Questions: Religious Toleration: Theory and Practice
5 questions to test your understanding
Score: 0 / 5
Question 1 Multiple Choice
The Edict of Nantes (1598) is best described as:
AA principled declaration of equal rights for all religious faiths in France
BA pragmatic legal framework granting Huguenots limited rights while still privileging Catholicism
CA universal declaration of freedom of conscience derived from natural law theory
DA temporary military ceasefire with no lasting legal or political significance
The Edict of Nantes was a modus vivendi — a pragmatic arrangement for coexistence, not a principled celebration of pluralism. It granted Huguenots specific rights (worship in designated places, separate law courts, garrison towns) while explicitly maintaining Catholicism as the dominant religion. Henri IV issued it out of exhaustion after decades of religious war, not from liberal principle. Option A describes a modern liberal ideal, not a 16th-century compromise. Option C describes Locke's later theoretical framework. The edict's revocation by Louis XIV in 1685 shows how fragile these pragmatic concessions were.
Question 2 Multiple Choice
What is the key difference between the 'pragmatic' and 'jurisdictional' arguments for religious toleration?
AThe pragmatic argument applied to Protestants; the jurisdictional argument applied to Catholics
BThe pragmatic argument concluded toleration was good policy; the jurisdictional argument said it was legally required
CThe pragmatic argument tolerates because coercion fails; the jurisdictional argument holds coercion is illegitimate regardless of whether it works
DThere is no meaningful difference — both arguments conclude that religious diversity should be celebrated
This distinction is crucial. The pragmatic argument is consequentialist: coercion produces only hypocrites and rebellion, so toleration is practical policy — but if coercion somehow worked, this argument might endorse it. The jurisdictional argument (Castellio, later Locke) is deontological: secular rulers have no legitimate authority over conscience, and coercion is wrong regardless of its success. This matters because Louis XIV's revocation of the Edict of Nantes in 1685 reflects pragmatic logic — he believed he could enforce uniformity. Only the jurisdictional argument places principled limits on state power over belief.
Question 3 True / False
The Edict of Nantes granted Huguenots certain legal rights and protections while still maintaining Catholicism as the privileged religion of France.
TTrue
FFalse
Answer: True
This is correct. The Edict was a pragmatic compromise, not a declaration of equal religious rights. Catholicism remained the official and dominant religion. Huguenots received specific, enumerated rights — permission to worship in designated places, chambers in parlements to hear cases involving Huguenots, and the right to garrison certain towns as military security guarantees. These were real protections, but they were exceptional concessions to a religious minority within a still-Catholic framework, not a framework of equal religious liberty.
Question 4 True / False
Early toleration theorists argued primarily that religious diversity was intrinsically valuable and should be celebrated as a social good.
TTrue
FFalse
Answer: False
This projects modern liberal sensibilities onto early modern thinkers. Early toleration theorists did not typically argue that diversity was good in itself. The pragmatic argument held that forced uniformity was costly and ineffective — it would have preferred uniformity if cheaply achievable. The jurisdictional argument held coercion illegitimate, not that diversity was beneficial. Even Locke's tolerationist arguments have limits — he excluded atheists and Catholics in some formulations. The positive celebration of religious pluralism as intrinsically valuable is a much later development, well beyond the early modern arguments.
Question 5 Short Answer
Explain the difference between the pragmatic and jurisdictional arguments for religious toleration, and why the distinction matters.

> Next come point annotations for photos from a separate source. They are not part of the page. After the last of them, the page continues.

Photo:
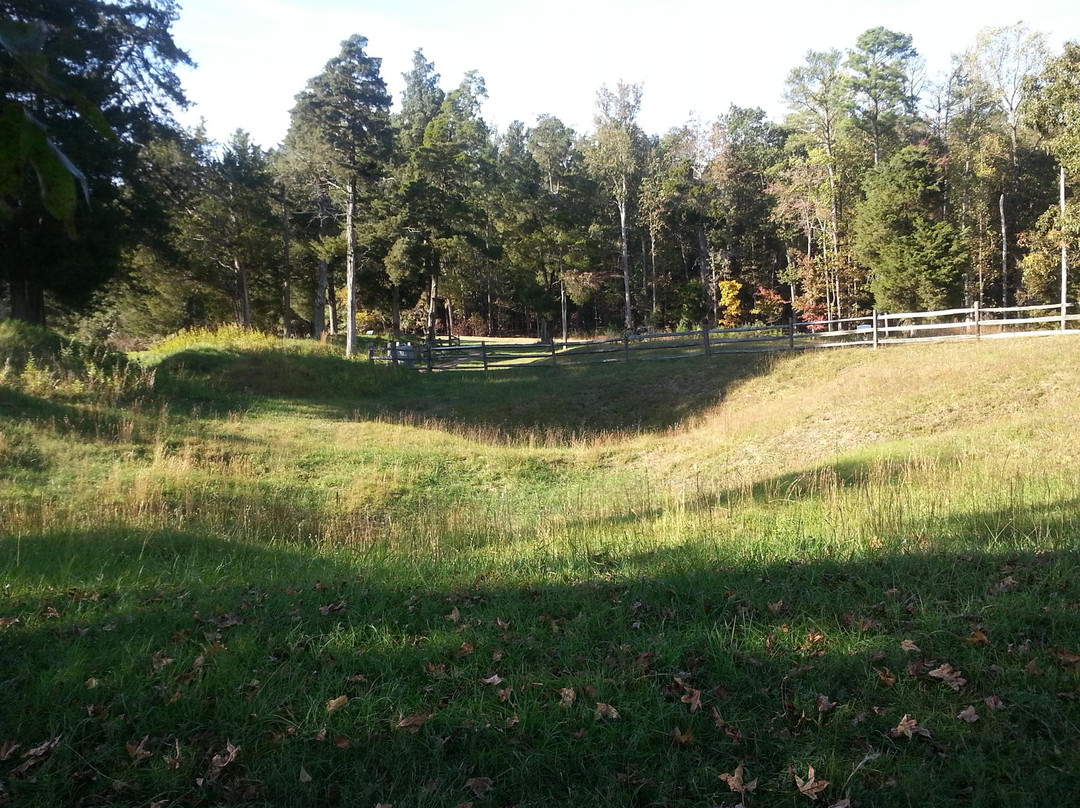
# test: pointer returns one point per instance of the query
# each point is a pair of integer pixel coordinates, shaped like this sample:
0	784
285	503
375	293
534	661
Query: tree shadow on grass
576	401
194	644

Think about your answer, then reveal below.
Model answer: The pragmatic argument holds that religious coercion is bad policy: it produces hypocrites rather than genuine converts, generates rebellion, and costs more than it gains. Toleration on this view is a means to stability — if coercion were effective, it might be justified. The jurisdictional argument holds that secular rulers have no legitimate authority over religious conscience; their domain is external behavior and civil peace, not salvation. Coercion of belief is wrong whether or not it succeeds. The distinction matters because the pragmatic argument offers no protection when rulers believe coercion will work — Louis XIV's revocation of the Edict of Nantes in 1685 reflects exactly this logic. Only the jurisdictional argument places principled, outcome-independent limits on state power over belief.
This distinction maps onto a broader pattern in political theory: pragmatic arguments for liberal institutions are vulnerable to evidence that illiberal arrangements produce better outcomes. Principled arguments set limits that are not contingent on consequences — which is why the development from pragmatic modus vivendi to principled freedom of conscience represents a genuine conceptual advance, even though it came slowly.